Step 2: Since \(6 = 3 + 3\), subtract the other \(3\).
\(10 - 3 = 7\)
Step 3: Put the two subtraction parts together.
\(13 - 6 = 13 - 3 - 3 = 7\)
\(13 - 6 = 7\)
This works because reaching \(10\) first makes the steps simple and clear.
Worked example 3
Solve \(6 + 7\) using an easier known sum.
Step 1: Notice that \(6\) and \(7\) are almost doubles.
\(7 = 6 + 1\)
Step 2: Use the double.
\(6 + 6 = 12\)
Step 3: Add the extra \(1\).
\(12 + 1 = 13\)
\(6 + 7 = 13\)
Near-doubles are helpful when two numbers are close together.
Worked example 4
If \(8 + 4 = 12\), solve \(12 - 8\).
Step 1: Think about the partner addition fact.
\(8 + 4 = 12\)
Step 2: Ask, "What goes with \(8\) to make \(12\)?"
The answer is \(4\).
\(12 - 8 = 4\)
This is a great example of using the relationship between addition and subtraction.
These strategies help in everyday situations. Suppose you have \(8\) crayons and a friend gives you \(6\) more. You can think \(8 + 2 = 10\), then \(10 + 4 = 14\). Now you know there are \(14\) crayons.

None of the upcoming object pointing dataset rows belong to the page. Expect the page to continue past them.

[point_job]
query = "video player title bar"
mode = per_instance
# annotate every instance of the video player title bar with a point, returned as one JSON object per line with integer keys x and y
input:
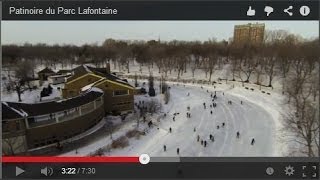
{"x": 160, "y": 10}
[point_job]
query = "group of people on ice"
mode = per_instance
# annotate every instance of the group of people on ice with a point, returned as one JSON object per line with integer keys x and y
{"x": 204, "y": 142}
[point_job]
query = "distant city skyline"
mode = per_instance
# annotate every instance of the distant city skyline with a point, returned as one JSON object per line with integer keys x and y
{"x": 89, "y": 32}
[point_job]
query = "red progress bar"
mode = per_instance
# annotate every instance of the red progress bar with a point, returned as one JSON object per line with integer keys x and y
{"x": 53, "y": 159}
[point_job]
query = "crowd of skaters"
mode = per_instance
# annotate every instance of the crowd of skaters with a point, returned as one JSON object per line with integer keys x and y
{"x": 204, "y": 142}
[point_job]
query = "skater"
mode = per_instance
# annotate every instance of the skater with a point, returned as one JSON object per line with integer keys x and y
{"x": 252, "y": 141}
{"x": 150, "y": 124}
{"x": 238, "y": 134}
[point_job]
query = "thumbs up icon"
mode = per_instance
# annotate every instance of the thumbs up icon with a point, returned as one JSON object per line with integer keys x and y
{"x": 251, "y": 12}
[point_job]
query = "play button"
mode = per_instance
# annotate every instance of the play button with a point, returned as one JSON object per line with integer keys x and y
{"x": 144, "y": 158}
{"x": 19, "y": 171}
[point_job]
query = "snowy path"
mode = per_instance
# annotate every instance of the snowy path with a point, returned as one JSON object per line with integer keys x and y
{"x": 250, "y": 119}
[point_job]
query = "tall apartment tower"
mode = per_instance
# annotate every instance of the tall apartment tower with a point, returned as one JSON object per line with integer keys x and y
{"x": 249, "y": 34}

Or maybe there are \(13\) crackers on a plate and \(4\) are eaten. You can think \(13 - 3 = 10\), then \(10 - 1 = 9\). So \(9\) crackers are left.
At recess, if \(7\) children are playing and \(3\) more join, you know \(7 + 3 = 10\). Then if \(2\) children leave, \(10 - 2 = 8\). Quick facts help you keep track without starting over each time.
Your brain gets faster with number facts when you notice patterns. Facts that make \(10\), doubles, and near-doubles are some of the strongest patterns in early math.
Real life is full of adding and subtracting: toys, books, blocks, points in a game, and students in line. Smart strategies save time and help you feel confident.
When you see an addition problem, ask yourself: can I count on, make \(10\), or use a double? When you see a subtraction problem, ask: can I get to \(10\) first, or can a partner addition fact help me?
There is not just one right way to think. The answer must be correct, but the path can change. For \(10 + 7\), you may just know it is \(17\). For \(8 + 7\), making \(10\) may be best: \(8 + 2 + 5 = 10 + 5 = 15\). For \(14 - 5\), you can break apart \(5\) into \(4 + 1\), so \(14 - 4 - 1 = 10 - 1 = 9\).
The more you use these ideas, the more numbers start to fit together like puzzle pieces. Soon, facts within \(20\) feel much easier because you are using what you already know within \(10\).